When you first get your new dog it can be a confusing time. There are so many dog supplies to purchase and there are so many varieties of each item that it is difficult to know what to get. When it comes to training dog collars there are several types, each have their pros and cons. Here is a list of the most common training dog collars and their descriptions:
Head halter or Halti training dog collar. This is a training tool that slips over the dog’s head and helps the dog not pull on the leash. For beginning dog owners it can be helpful as it can easily train a dog to walk on a loose leash. The problem is that it serves as a ‘band aid’.
The dog doesn’t really learn not to pull on the leash; he simply learns not to pull when the leash is on.
Body harness. While this is not a training dog collar it is a tool that is often substituted by many dog owners. This is usually not a good training tool. A harness actually encourages a dog to pull on the leash and can make leash walking a major chore. Flat or buckle collar. The flat or buckle collar is a great collar for hanging ID tags but is not a very useful training dog collar. It allows very little leverage when attempting to work with a dog and is better suited to hold tags.
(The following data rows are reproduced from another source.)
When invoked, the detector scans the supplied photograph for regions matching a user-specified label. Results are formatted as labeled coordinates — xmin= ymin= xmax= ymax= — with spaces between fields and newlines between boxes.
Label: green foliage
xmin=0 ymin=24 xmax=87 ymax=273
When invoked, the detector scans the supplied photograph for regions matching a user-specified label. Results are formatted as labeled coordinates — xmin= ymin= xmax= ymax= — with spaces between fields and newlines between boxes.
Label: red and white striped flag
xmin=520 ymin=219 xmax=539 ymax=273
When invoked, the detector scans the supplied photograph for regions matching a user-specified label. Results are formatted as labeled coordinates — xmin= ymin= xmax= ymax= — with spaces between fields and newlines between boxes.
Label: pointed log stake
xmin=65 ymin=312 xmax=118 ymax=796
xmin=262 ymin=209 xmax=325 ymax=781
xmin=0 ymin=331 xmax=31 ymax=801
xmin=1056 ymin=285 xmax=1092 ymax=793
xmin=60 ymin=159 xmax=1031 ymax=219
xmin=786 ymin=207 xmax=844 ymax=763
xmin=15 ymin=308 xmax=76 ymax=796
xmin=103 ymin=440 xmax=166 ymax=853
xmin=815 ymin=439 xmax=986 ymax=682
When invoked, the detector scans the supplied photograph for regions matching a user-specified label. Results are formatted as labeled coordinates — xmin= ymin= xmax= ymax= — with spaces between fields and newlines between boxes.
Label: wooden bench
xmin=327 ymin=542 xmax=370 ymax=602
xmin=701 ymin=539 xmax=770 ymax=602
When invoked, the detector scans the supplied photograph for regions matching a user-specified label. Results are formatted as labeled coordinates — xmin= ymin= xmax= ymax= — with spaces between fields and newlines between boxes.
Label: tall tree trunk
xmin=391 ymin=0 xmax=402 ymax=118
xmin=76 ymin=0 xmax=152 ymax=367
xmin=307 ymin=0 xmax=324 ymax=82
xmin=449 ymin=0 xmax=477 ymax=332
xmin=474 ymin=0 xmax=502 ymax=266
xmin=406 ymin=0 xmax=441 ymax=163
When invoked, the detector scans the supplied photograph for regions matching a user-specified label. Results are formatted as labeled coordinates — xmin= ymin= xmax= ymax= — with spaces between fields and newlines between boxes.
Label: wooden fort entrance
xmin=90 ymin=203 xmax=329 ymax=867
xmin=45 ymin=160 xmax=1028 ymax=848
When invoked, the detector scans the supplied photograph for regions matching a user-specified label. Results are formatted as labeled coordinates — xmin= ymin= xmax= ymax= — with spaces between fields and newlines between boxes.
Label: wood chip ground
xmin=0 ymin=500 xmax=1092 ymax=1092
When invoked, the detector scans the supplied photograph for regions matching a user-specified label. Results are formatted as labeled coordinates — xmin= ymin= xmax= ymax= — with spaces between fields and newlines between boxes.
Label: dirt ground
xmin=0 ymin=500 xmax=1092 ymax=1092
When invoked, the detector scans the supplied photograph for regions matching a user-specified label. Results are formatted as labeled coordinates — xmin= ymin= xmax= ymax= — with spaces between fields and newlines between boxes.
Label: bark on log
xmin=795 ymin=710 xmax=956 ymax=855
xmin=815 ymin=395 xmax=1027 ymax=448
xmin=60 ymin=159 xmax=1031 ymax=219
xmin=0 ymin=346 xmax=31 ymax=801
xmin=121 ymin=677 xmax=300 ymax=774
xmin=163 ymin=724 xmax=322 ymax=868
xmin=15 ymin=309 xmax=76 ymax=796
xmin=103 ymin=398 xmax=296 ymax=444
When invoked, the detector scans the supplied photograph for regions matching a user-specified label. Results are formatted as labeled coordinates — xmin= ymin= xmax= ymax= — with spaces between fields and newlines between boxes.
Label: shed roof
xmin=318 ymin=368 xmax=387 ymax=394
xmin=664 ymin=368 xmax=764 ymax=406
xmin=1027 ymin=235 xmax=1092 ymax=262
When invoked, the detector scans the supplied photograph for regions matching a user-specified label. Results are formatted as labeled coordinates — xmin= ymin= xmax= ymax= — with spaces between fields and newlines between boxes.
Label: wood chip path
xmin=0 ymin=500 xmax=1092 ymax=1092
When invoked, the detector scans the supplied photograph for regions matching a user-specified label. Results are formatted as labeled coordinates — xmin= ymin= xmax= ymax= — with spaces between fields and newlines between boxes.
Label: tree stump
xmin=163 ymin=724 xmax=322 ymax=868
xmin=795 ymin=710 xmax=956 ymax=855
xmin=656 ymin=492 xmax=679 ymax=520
Choke chain or slip collar.
This is a very traditional collar with many proponents and many who dislike this tool. One must be careful as this collar can cause physical damage if used improperly or over too long of a period.
Prong collar or pinch collar. Perhaps the harshest looking yet most misunderstood of all training collars. The pinch collar doesn’t actually pinch at all and can be a very humane tool if it is used under proper guidance and training.
When picking out a training dog collar you must first evaluate your training goals and style and pick which is the best for you and your dog.